Il laissa la conversation flotter autour de lui, pareille aux crissements des criquets. Plus précisément, il agissait comme le prospecteur qui guette une lueur d’or dans les remous du gravier.

« Dans le journal de dimanche, on disait qu’il y a des milliers de sorcières dans le pays, fit Brian. Elles adorent la Nature et elles mangent des produits diététiques. Alors je vois pas pourquoi on n’en aurait pas une ici. Le pays est noyé sous la Déferlante Irrésistible de leurs Maléfices, qu’ils disaient.

— Comment elles font, si elles adorent la Nature et quelles mangent des trucs diététiques ? demanda Wensleydale.

— C’était marqué comme ça. »

Les Eux y réfléchirent comme il se devait. Une fois – à l’instigation d’Adam –, ils avaient suivi un régime diététique pendant tout un après-midi. Ils en avaient conclu qu’on peut très bien survivre en mangeant des produits sains, du moment qu’on a fait auparavant un bon déjeuner bien mitonné.

Brian se pencha en avant avec des airs de conspirateur.

«  Et on disait qu’elles dansent partout sans leurs affaires, ajouta-t-il.

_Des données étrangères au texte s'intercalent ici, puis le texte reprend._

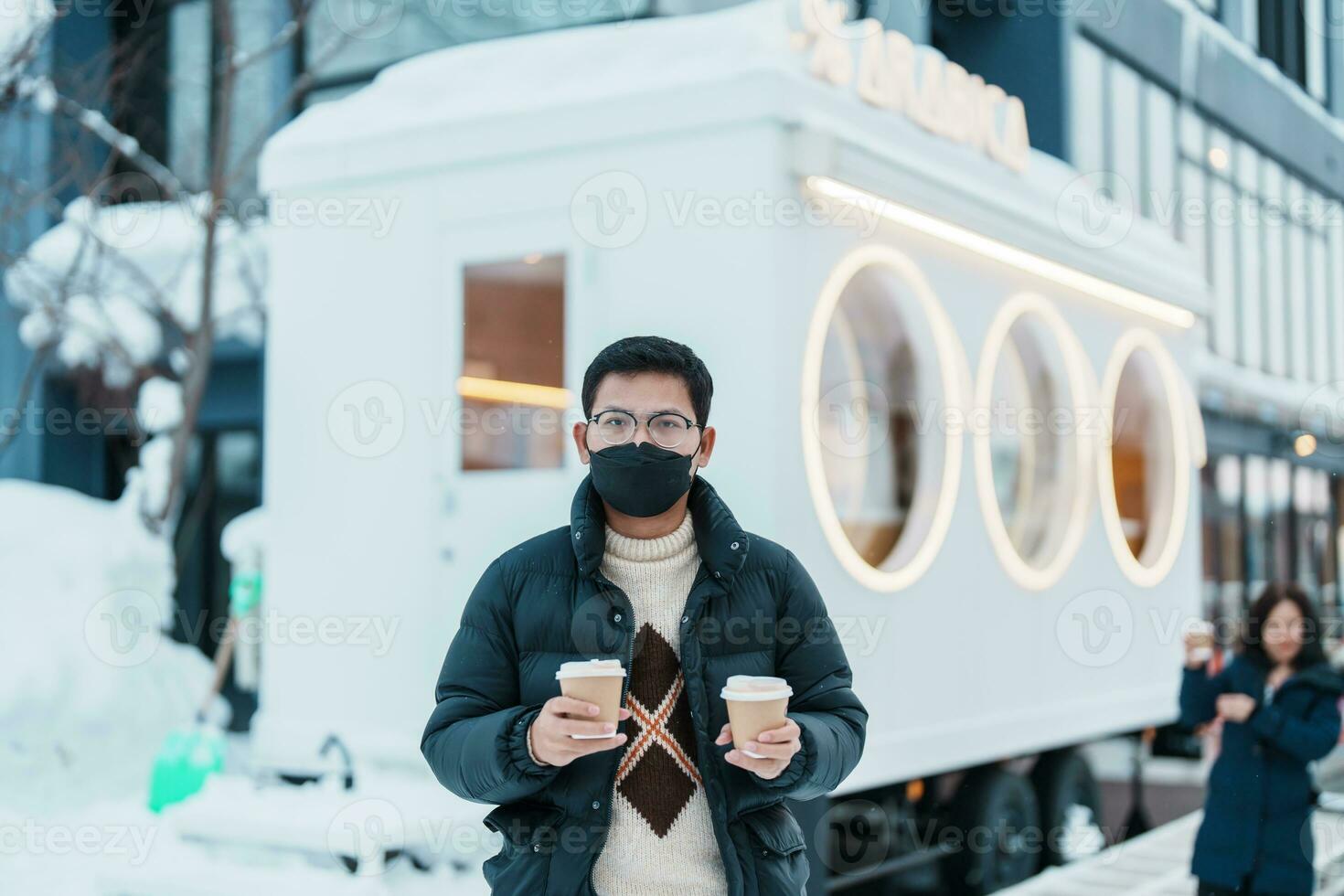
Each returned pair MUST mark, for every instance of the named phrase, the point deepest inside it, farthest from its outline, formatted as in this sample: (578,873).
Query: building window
(512,383)
(1029,455)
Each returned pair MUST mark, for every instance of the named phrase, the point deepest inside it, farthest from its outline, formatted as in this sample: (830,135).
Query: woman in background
(1278,700)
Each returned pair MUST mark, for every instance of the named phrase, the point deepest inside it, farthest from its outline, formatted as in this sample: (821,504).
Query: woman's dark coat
(752,610)
(1257,812)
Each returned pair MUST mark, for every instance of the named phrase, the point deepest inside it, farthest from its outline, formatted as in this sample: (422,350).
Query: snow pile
(91,681)
(103,283)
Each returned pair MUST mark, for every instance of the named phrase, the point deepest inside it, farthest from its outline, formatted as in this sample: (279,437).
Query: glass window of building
(1029,457)
(1221,543)
(869,378)
(1143,457)
(512,383)
(1280,518)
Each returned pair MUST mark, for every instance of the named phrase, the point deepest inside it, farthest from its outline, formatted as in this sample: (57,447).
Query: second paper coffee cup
(594,681)
(755,704)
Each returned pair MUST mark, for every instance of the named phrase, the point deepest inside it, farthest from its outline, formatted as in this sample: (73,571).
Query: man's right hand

Elles vont sur des collines, ou à Stonehenge ou comme ça, et elles dansent toutes nues. »

Cette fois-ci, la réflexion fut plus profonde. Les Eux avaient atteint le moment où, si l’on veut, le Grand Huit de la Vie est presque parvenu au faîte de la première côte de la Puberté, si bien qu’ils voyaient la descente périlleuse commencer devant eux, pleine de mystères, de terreur et de courbes provocantes.

« Hum, fit Pepper.

— Pas ma tante, déclara Wensleydale en rompant le charme. Certainement pas ma tante. Elle essaie juste de parler à mon oncle.

— Il est mort, ton oncle, dit Pepper.

— Elle prétend qu’il continue à bouger des verres, se défendit Wensleydale. Mon papa dit que c’est en les bougeant sans arrêt qu’il est mort, pour commencer. Je ne sais pas pourquoi elle tient à lui causer, ajouta-t-il. Ils ne se causaient jamais beaucoup de son vivant.

— C’est de la nécromancie, voilà ce que c’est, lança Brian. On en parle dans la Bible. Faut qu’elle arrête. Dieu, Il aime pas du tout ça, la nécromancie. Et les sorcières non plus. C’est des trucs à aller en Enfer. »

Il y eut un changement de position nonchalant sur le trône/caisse à lait. Adam allait parler.

Les Eux se turent. Adam avait toujours des choses intéressantes à dire. Au tréfonds de leur cœur, les Eux le savaient : ils n’étaient pas une bande des quatre, mais une bande des trois, sous les ordres d’Adam. Cependant, si on cherchait des activités passionnantes, palpitantes et des journées bien remplies, alors les Eux auraient abandonné le commandement de n’importe quelle bande pour une position subalterne dans celle d’Adam.

« Je vois pas ce que tout le monde a contre les sorcières », fit Adam.

Les Eux se regardèrent. Voilà un début prometteur.

« Ben, elles font pourrir les récoltes, dit Pepper. Et couler les bateaux. Et puis elles t’annoncent quand tu vas être roi, des trucs comme ça. Et elles préparent de la soupe avec des herbes.

— Ma maman se sert d’herbes, répondit Adam. La tienne aussi.

— Oh oui, mais ces herbes-là, ça va », attaqua Brian, résolu à ne pas céder sa position d’expert en occultisme. « La menthe, la sauge et tout, je suppose que c’est autorisé par le bon Dieu. Forcément ; la menthe et la sauge, y a rien de mal à ça.

— Et elles peuvent te rendre malade rien qu’en te regardant, poursuivit Pepper. Ça s’appelle le Mauvais Œil. Elles te regardent et tu tombes malade, et personne sait pourquoi. Ou alors, elles font une poupée qui te ressemble et elles plantent tout un tas d’aiguilles dedans, et tu tombes malade là où elles enfoncent les aiguilles, ajouta-t-elle d’un ton guilleret.